Sertraline, which is sometimes distributed under the brand name Zoloft®, is in a class of drugs called selective serotonin reuptake inhibitors (SSRIs) that is used to treat depression. Clinical studies do not indicate a connection between normal use of sertraline and blood pressure changes in adults, although a combination of sertraline with L-tryptophan has been known to cause a condition that can affect blood pressure. In addition, a possible correlation between taking SSRIs during pregnancy and the occurrence of persistent pulmonary hypertension in the newborn (PPHN) has been found. Sertraline is prescribed for major depressive disorder and other types of mental disorders.
Studies of sertraline and its effects with normal use on patients did not substantiate any correlation between sertraline and blood pressure. In clinical studies, the percentage of people taking sertraline who reported a change in blood pressure was much the same as the percentage for those in a control group who took a placebo, or sugar pill with no drug. When taken in combination with L-tryptophan, which is used to treat bipolar affective disorder, there is a connection between sertraline and blood pressure. This combination of drugs has been known to cause a severe condition called serotonin syndrome. Symptoms of this condition include blood pressure changes as well as restlessness, elevated heart rate and hallucinations.
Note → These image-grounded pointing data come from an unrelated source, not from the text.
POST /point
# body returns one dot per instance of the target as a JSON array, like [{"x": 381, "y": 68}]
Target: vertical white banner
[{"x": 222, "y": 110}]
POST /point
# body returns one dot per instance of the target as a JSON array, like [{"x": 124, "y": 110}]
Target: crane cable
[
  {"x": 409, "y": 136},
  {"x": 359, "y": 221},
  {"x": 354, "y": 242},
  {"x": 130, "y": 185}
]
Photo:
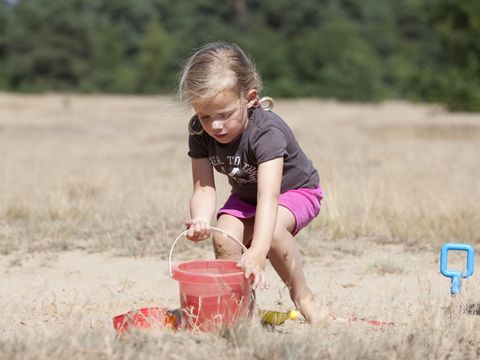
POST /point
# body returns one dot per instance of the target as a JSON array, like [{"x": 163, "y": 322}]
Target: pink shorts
[{"x": 304, "y": 204}]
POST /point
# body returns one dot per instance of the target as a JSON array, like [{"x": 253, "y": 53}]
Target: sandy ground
[{"x": 376, "y": 282}]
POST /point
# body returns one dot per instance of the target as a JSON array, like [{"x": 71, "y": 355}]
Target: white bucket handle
[{"x": 214, "y": 229}]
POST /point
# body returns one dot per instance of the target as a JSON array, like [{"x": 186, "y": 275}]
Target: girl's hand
[
  {"x": 197, "y": 230},
  {"x": 253, "y": 263}
]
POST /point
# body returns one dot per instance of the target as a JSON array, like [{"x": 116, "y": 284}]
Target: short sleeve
[
  {"x": 197, "y": 147},
  {"x": 270, "y": 144}
]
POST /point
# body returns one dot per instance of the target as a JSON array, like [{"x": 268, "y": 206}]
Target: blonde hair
[{"x": 216, "y": 67}]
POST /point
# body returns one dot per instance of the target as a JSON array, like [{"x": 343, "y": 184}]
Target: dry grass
[
  {"x": 428, "y": 331},
  {"x": 105, "y": 173}
]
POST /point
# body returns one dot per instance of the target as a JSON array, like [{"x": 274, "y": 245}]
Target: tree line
[{"x": 369, "y": 50}]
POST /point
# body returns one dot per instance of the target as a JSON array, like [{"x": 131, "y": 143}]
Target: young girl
[{"x": 275, "y": 188}]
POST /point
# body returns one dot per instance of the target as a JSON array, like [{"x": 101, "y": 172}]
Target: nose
[{"x": 217, "y": 125}]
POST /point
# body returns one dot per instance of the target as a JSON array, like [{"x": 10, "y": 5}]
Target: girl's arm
[
  {"x": 203, "y": 201},
  {"x": 269, "y": 179}
]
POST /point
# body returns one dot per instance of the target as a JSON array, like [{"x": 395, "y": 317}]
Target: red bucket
[
  {"x": 213, "y": 293},
  {"x": 146, "y": 318}
]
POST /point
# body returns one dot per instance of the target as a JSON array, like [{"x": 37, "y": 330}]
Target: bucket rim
[{"x": 184, "y": 276}]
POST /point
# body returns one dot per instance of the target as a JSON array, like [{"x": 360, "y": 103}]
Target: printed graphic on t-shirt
[{"x": 234, "y": 167}]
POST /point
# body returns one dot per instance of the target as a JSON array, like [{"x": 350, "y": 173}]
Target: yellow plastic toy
[{"x": 277, "y": 317}]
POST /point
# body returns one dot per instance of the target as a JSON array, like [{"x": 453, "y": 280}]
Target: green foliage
[{"x": 425, "y": 50}]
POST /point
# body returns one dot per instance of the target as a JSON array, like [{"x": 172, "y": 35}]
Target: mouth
[{"x": 220, "y": 136}]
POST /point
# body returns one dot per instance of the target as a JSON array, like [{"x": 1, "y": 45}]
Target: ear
[{"x": 252, "y": 97}]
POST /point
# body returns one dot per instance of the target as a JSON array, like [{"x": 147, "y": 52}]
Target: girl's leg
[
  {"x": 286, "y": 259},
  {"x": 228, "y": 249},
  {"x": 241, "y": 229}
]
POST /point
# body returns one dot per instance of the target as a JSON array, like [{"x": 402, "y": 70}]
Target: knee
[
  {"x": 223, "y": 248},
  {"x": 278, "y": 238}
]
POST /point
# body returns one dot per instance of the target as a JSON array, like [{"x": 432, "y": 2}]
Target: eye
[
  {"x": 204, "y": 118},
  {"x": 224, "y": 116}
]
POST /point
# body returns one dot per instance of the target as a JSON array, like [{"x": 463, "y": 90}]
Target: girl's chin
[{"x": 221, "y": 138}]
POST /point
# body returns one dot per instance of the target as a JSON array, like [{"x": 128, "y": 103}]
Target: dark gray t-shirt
[{"x": 266, "y": 137}]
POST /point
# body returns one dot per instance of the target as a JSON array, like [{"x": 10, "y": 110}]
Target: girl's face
[{"x": 224, "y": 117}]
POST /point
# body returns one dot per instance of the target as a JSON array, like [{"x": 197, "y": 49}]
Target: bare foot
[{"x": 314, "y": 313}]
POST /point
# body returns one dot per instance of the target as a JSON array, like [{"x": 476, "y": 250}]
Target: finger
[
  {"x": 264, "y": 281},
  {"x": 248, "y": 272},
  {"x": 191, "y": 232},
  {"x": 256, "y": 280}
]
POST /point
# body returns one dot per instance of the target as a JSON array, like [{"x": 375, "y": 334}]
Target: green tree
[
  {"x": 155, "y": 60},
  {"x": 336, "y": 61}
]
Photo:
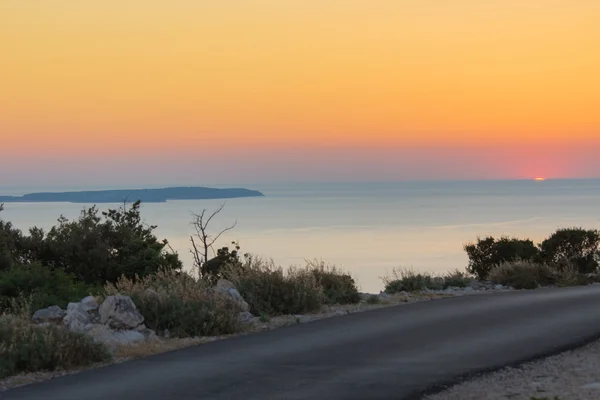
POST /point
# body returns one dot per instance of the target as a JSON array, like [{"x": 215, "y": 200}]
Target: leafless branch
[{"x": 202, "y": 241}]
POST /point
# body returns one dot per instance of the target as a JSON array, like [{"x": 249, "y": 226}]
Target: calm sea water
[{"x": 366, "y": 228}]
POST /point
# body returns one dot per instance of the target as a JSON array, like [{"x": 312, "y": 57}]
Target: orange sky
[{"x": 90, "y": 80}]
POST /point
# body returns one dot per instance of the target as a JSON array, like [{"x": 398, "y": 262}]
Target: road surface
[{"x": 390, "y": 353}]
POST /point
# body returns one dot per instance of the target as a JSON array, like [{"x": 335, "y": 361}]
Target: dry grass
[
  {"x": 26, "y": 347},
  {"x": 185, "y": 306},
  {"x": 269, "y": 290},
  {"x": 339, "y": 287},
  {"x": 524, "y": 274}
]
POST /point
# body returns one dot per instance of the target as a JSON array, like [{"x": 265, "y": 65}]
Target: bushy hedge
[
  {"x": 338, "y": 286},
  {"x": 95, "y": 248},
  {"x": 42, "y": 286},
  {"x": 488, "y": 252},
  {"x": 174, "y": 300},
  {"x": 566, "y": 247},
  {"x": 269, "y": 290}
]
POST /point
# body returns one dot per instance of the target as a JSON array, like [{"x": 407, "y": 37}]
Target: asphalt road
[{"x": 390, "y": 353}]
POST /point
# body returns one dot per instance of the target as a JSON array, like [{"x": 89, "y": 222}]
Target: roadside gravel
[{"x": 572, "y": 375}]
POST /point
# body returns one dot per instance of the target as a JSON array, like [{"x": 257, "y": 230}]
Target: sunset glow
[{"x": 374, "y": 88}]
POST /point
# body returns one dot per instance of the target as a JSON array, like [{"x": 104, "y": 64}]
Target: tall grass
[
  {"x": 338, "y": 286},
  {"x": 270, "y": 290},
  {"x": 25, "y": 347},
  {"x": 176, "y": 301}
]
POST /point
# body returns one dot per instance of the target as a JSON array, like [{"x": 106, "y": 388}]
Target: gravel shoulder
[
  {"x": 572, "y": 375},
  {"x": 131, "y": 352}
]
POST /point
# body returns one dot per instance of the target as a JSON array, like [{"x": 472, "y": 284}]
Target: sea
[{"x": 367, "y": 229}]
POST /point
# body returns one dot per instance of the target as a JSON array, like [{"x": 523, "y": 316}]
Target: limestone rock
[
  {"x": 81, "y": 314},
  {"x": 246, "y": 317},
  {"x": 228, "y": 290},
  {"x": 51, "y": 314},
  {"x": 119, "y": 312},
  {"x": 113, "y": 339}
]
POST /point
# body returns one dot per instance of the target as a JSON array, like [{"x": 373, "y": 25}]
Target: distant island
[{"x": 145, "y": 195}]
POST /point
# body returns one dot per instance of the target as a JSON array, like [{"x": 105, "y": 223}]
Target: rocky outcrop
[
  {"x": 81, "y": 314},
  {"x": 227, "y": 289},
  {"x": 119, "y": 312},
  {"x": 53, "y": 314},
  {"x": 115, "y": 322}
]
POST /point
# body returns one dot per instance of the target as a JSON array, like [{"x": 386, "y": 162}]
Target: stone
[
  {"x": 89, "y": 304},
  {"x": 112, "y": 339},
  {"x": 595, "y": 386},
  {"x": 119, "y": 312},
  {"x": 225, "y": 284},
  {"x": 245, "y": 317},
  {"x": 53, "y": 314},
  {"x": 232, "y": 293},
  {"x": 81, "y": 314}
]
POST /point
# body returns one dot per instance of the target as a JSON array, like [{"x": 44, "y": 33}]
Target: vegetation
[
  {"x": 338, "y": 287},
  {"x": 95, "y": 249},
  {"x": 574, "y": 246},
  {"x": 523, "y": 274},
  {"x": 183, "y": 305},
  {"x": 489, "y": 252},
  {"x": 567, "y": 257},
  {"x": 44, "y": 287},
  {"x": 407, "y": 280},
  {"x": 30, "y": 348},
  {"x": 271, "y": 290}
]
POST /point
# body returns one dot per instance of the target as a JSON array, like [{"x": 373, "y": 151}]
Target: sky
[{"x": 204, "y": 91}]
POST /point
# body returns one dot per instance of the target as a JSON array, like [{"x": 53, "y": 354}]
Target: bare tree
[{"x": 203, "y": 241}]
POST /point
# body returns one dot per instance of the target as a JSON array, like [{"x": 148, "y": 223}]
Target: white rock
[
  {"x": 112, "y": 339},
  {"x": 89, "y": 304},
  {"x": 50, "y": 314},
  {"x": 79, "y": 315},
  {"x": 119, "y": 312},
  {"x": 232, "y": 293},
  {"x": 225, "y": 284}
]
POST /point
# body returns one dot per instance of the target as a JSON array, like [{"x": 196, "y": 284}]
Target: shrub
[
  {"x": 41, "y": 285},
  {"x": 29, "y": 348},
  {"x": 373, "y": 299},
  {"x": 457, "y": 278},
  {"x": 489, "y": 252},
  {"x": 408, "y": 280},
  {"x": 176, "y": 301},
  {"x": 523, "y": 274},
  {"x": 338, "y": 287},
  {"x": 575, "y": 246},
  {"x": 98, "y": 248},
  {"x": 269, "y": 290}
]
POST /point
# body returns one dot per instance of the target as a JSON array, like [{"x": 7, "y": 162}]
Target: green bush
[
  {"x": 338, "y": 287},
  {"x": 523, "y": 274},
  {"x": 29, "y": 348},
  {"x": 457, "y": 278},
  {"x": 269, "y": 290},
  {"x": 572, "y": 246},
  {"x": 408, "y": 280},
  {"x": 489, "y": 252},
  {"x": 174, "y": 300},
  {"x": 42, "y": 286},
  {"x": 97, "y": 248}
]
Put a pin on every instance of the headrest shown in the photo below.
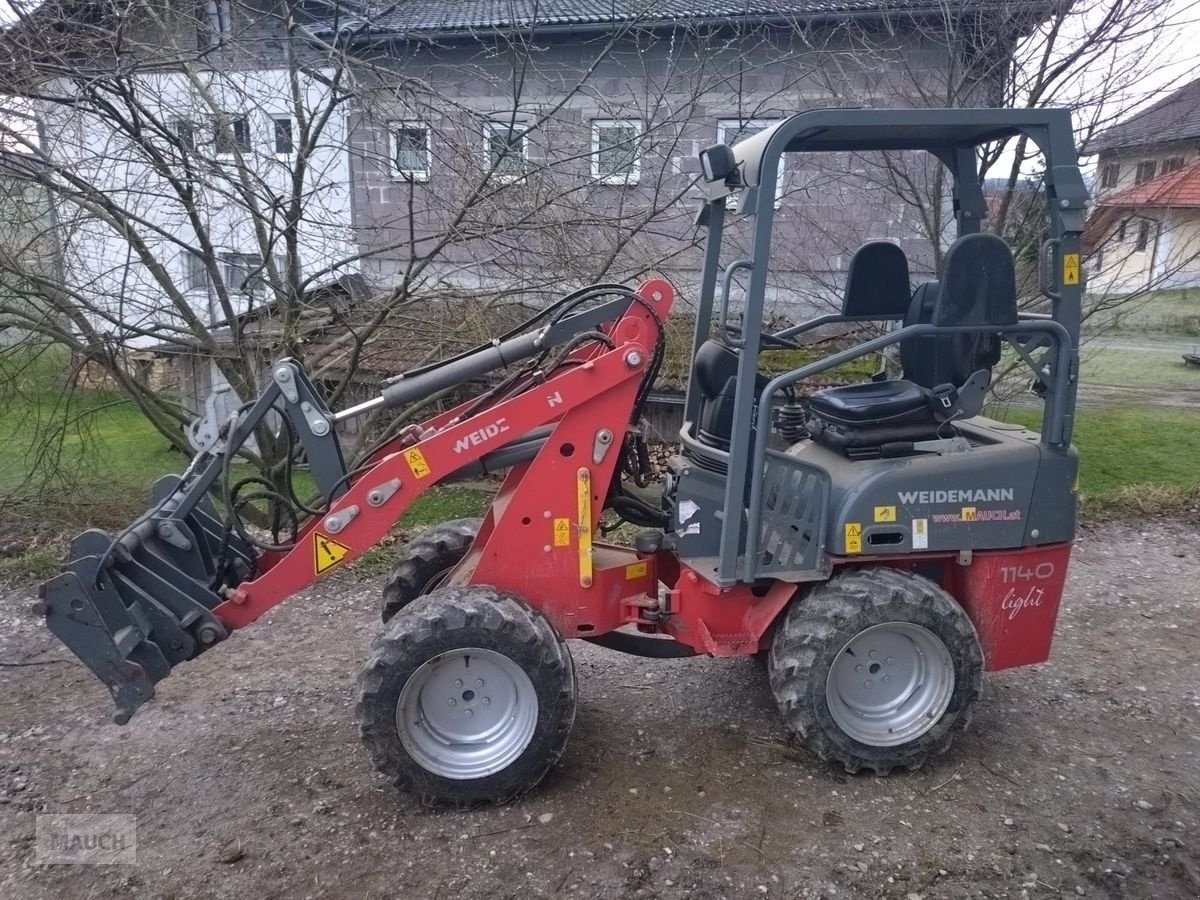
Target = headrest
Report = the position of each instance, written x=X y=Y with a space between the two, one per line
x=714 y=365
x=877 y=282
x=978 y=283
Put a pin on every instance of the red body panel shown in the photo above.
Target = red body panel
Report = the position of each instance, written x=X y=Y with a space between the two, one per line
x=1012 y=597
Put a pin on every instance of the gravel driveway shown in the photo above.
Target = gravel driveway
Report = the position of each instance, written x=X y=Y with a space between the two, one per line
x=1078 y=778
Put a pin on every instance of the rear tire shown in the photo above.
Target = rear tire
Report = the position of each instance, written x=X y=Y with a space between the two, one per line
x=832 y=657
x=427 y=561
x=454 y=736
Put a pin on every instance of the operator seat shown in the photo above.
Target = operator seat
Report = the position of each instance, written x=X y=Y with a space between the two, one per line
x=945 y=376
x=876 y=288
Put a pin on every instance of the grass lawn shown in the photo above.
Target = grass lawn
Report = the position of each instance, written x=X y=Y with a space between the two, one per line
x=1126 y=449
x=1145 y=366
x=1176 y=312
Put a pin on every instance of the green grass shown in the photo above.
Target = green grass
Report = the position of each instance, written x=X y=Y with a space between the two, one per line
x=71 y=456
x=1141 y=367
x=1174 y=312
x=1126 y=449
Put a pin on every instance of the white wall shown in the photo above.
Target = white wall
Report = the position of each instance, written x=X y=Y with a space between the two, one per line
x=100 y=262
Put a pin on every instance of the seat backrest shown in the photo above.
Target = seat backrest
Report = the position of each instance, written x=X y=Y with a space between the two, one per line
x=978 y=287
x=715 y=370
x=877 y=282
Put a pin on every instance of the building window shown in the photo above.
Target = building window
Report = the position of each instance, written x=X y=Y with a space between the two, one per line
x=732 y=131
x=231 y=135
x=507 y=147
x=214 y=23
x=197 y=273
x=185 y=133
x=285 y=142
x=243 y=273
x=1143 y=238
x=412 y=150
x=615 y=150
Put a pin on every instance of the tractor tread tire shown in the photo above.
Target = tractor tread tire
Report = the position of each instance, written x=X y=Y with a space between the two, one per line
x=815 y=629
x=450 y=618
x=429 y=555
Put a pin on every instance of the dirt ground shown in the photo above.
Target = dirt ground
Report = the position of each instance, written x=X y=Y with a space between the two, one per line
x=1079 y=778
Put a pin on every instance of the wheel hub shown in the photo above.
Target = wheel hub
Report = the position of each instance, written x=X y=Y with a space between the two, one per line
x=891 y=684
x=467 y=713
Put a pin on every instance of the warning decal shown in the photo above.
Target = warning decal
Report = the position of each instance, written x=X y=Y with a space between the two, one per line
x=562 y=532
x=1071 y=268
x=327 y=552
x=636 y=570
x=921 y=534
x=853 y=538
x=415 y=460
A 2006 study in the New England Journal of Medicine of SSRIs and their impact on pregnant women and their babies found a higher incidence of PPHN. According to this study the timing of exposure to SSRIs was key. For mothers who took SSRIs after the 20th week of pregnancy the incidence of PPHN was more than double that of the control group.
PPHN is a life threatening illness in newborn babies that causes the blood to move away from the lungs. The newborn can die since the blood is not oxygenated. Earlier studies of the effects of SSRIs on pregnant women did not find any correlation between this life threatening disease and taking SSRIs during pregnancy. Some experts say that the risks of PPHN must be weighed against the effects of depression on mothers and newborns.
Sertraline is prescribed for depression and works by helping to balance the level of serotonin in the brain. This drug is also prescribed for a number of other mental health conditions, including major depressive disorder, obsessive compulsive disorder, panic disorder and post-traumatic stress disorder. It is also sometimes used to treat chronic pain and Alzheimer’s disease. Although there is not much evidence of a correlation between sertraline and blood pressure changes, the drug does have other common side effects that include dry mouth, difficulty sleeping, dizziness and headache.